İşyeri esas alınmak suretiyle bildirgenin verilmediğine ilişkin mahkemenin karar tarihinden itibaren bir yıl içinde Kurumca tekrar bildirge verilmediğinin anlaşılması halinde, bildirgeyi vermekle yükümlü olanlar hakkında bu defa her bir sigortalı için aylık asgari ücretin beş katı tutarında idari para cezası uygulanır.
5510 Sayılı Kanun’un 102. maddesinin birinci fıkrasının (c) bendinde prim belgelerine yönelik idari para cezaları düzenlenmiştir.

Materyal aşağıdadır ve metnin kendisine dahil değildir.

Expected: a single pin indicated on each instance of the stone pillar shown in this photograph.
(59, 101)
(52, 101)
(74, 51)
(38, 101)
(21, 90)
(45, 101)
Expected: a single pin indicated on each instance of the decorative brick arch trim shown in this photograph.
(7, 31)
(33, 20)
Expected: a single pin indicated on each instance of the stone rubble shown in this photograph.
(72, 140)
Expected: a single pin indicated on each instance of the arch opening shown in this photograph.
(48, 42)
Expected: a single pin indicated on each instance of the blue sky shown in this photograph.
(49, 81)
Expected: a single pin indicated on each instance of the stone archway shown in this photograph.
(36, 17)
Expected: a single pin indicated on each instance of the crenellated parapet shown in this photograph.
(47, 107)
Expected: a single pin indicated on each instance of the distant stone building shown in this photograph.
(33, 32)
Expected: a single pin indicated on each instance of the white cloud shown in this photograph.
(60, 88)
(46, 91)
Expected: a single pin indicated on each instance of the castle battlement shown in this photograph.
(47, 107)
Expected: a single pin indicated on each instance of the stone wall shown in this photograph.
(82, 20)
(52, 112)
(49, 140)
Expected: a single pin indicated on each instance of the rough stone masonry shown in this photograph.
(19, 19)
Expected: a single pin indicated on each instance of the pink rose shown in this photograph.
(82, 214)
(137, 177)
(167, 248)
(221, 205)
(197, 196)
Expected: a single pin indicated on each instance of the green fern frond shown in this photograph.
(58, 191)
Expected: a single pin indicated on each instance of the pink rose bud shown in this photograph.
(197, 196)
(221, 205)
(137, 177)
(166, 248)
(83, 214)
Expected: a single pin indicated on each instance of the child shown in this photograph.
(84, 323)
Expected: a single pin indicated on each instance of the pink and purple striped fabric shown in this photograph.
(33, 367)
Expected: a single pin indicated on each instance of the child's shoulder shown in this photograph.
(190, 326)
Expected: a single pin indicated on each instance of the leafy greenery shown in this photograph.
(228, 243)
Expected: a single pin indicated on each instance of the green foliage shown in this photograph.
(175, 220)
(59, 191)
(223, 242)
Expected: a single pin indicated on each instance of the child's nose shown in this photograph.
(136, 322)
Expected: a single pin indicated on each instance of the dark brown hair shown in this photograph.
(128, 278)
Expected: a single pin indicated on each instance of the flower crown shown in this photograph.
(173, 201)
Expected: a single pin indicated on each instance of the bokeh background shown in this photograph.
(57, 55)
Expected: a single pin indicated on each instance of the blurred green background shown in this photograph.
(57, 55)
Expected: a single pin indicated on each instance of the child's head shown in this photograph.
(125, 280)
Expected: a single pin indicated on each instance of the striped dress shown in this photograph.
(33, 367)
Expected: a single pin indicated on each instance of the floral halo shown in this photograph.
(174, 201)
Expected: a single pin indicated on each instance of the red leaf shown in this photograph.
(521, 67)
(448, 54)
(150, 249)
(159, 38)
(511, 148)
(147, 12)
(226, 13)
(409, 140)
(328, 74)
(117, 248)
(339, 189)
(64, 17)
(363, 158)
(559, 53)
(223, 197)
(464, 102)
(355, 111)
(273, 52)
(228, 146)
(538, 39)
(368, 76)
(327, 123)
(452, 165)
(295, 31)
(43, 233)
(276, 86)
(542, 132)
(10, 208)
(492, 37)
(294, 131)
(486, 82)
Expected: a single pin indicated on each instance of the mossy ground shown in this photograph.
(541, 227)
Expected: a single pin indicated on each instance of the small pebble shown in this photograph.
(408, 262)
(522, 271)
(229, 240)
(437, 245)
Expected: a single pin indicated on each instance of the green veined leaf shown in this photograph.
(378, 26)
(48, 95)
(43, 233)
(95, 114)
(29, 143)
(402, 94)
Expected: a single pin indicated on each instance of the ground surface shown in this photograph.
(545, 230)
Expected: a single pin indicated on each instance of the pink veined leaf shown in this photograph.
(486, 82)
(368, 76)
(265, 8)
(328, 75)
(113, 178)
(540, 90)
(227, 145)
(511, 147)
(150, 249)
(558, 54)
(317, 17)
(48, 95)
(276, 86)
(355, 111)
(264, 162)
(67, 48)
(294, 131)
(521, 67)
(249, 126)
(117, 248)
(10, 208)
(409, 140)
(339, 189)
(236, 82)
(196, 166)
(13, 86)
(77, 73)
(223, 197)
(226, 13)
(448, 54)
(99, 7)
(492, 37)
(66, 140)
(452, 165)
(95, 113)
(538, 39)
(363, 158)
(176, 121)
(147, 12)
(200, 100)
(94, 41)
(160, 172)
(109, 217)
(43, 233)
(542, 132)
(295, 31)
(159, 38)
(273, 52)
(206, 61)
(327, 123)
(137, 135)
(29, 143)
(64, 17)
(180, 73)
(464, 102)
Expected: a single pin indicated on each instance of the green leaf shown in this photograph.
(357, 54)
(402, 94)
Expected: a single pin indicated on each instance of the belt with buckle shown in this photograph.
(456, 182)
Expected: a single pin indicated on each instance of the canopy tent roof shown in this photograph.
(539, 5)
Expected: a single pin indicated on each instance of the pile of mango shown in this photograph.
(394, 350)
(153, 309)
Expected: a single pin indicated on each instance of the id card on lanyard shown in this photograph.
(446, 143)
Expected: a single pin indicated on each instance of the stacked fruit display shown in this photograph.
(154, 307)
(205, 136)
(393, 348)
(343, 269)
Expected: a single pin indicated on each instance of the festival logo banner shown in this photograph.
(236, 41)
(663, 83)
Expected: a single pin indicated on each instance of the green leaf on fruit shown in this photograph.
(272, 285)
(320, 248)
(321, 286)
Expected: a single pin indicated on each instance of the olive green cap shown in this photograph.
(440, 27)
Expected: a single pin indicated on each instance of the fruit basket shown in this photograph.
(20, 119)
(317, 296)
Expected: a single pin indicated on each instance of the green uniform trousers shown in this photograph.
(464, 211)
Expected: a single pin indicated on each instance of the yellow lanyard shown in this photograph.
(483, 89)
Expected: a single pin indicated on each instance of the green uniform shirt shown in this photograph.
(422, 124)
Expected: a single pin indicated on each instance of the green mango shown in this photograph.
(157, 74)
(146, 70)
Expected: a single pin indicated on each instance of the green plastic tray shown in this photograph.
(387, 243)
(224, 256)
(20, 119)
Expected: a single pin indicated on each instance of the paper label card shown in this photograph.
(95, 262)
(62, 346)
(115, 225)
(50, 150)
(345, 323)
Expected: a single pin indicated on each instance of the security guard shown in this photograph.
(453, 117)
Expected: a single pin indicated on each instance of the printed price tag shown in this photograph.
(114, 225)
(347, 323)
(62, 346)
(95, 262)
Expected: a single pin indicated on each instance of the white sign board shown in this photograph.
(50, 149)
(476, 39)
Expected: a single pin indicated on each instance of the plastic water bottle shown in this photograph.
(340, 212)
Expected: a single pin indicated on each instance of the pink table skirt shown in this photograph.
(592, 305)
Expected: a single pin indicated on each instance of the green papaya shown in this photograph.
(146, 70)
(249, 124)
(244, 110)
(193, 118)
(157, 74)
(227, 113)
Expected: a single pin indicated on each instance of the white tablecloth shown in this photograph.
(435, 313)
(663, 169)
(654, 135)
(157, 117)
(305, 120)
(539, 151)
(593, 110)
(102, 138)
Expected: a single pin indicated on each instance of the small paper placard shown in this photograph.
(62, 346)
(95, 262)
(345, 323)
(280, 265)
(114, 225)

Buna göre 5510 Sayılı Kanun’un 86 ncı maddesinin birinci fıkrası uyarınca verilmesi gereken belgeleri,
Kurumca belirlenen şekilde ve usûlde vermeyenler ya da Kurumca internet, elektronik veya benzeri ortamda göndermekle zorunlu tutulduğu halde anılan ortamda göndermeyenler veya belirlenen süre içinde vermeyenlere her bir fiil için, belgenin mahkeme kararı, Kurumun denetim ve kontrol ile görevlendirilmiş memurlarınca yapılan tespitler veya diğer kamu idarelerinin denetim elemanlarınca kendi mevzuatları gereğince yapacakları soruşturma, denetim ve incelemeler neticesinde ya da bankalar, döner sermayeli kuruluşlar, kamu idareleri ile kanunla kurulan kurum ve kuruluşlardan alınan bilgi ve belgelerden, hizmetleri veya kazançları Kuruma bildirilmediği veya eksik bildirildiği anlaşılan sigortalılarla ilgili olması halinde, belgenin asıl veya ek nitelikte olup olmadığı, işverence düzenlenip düzenlenmediği dikkate alınmaksızın, aylık asgari ücretin iki katı tutarında idari para cezası uygulanır. Burada kıstas alınması gereken asgari ücret, belgenin verilmesi gereken son günde geçerli olan asgari ücrettir.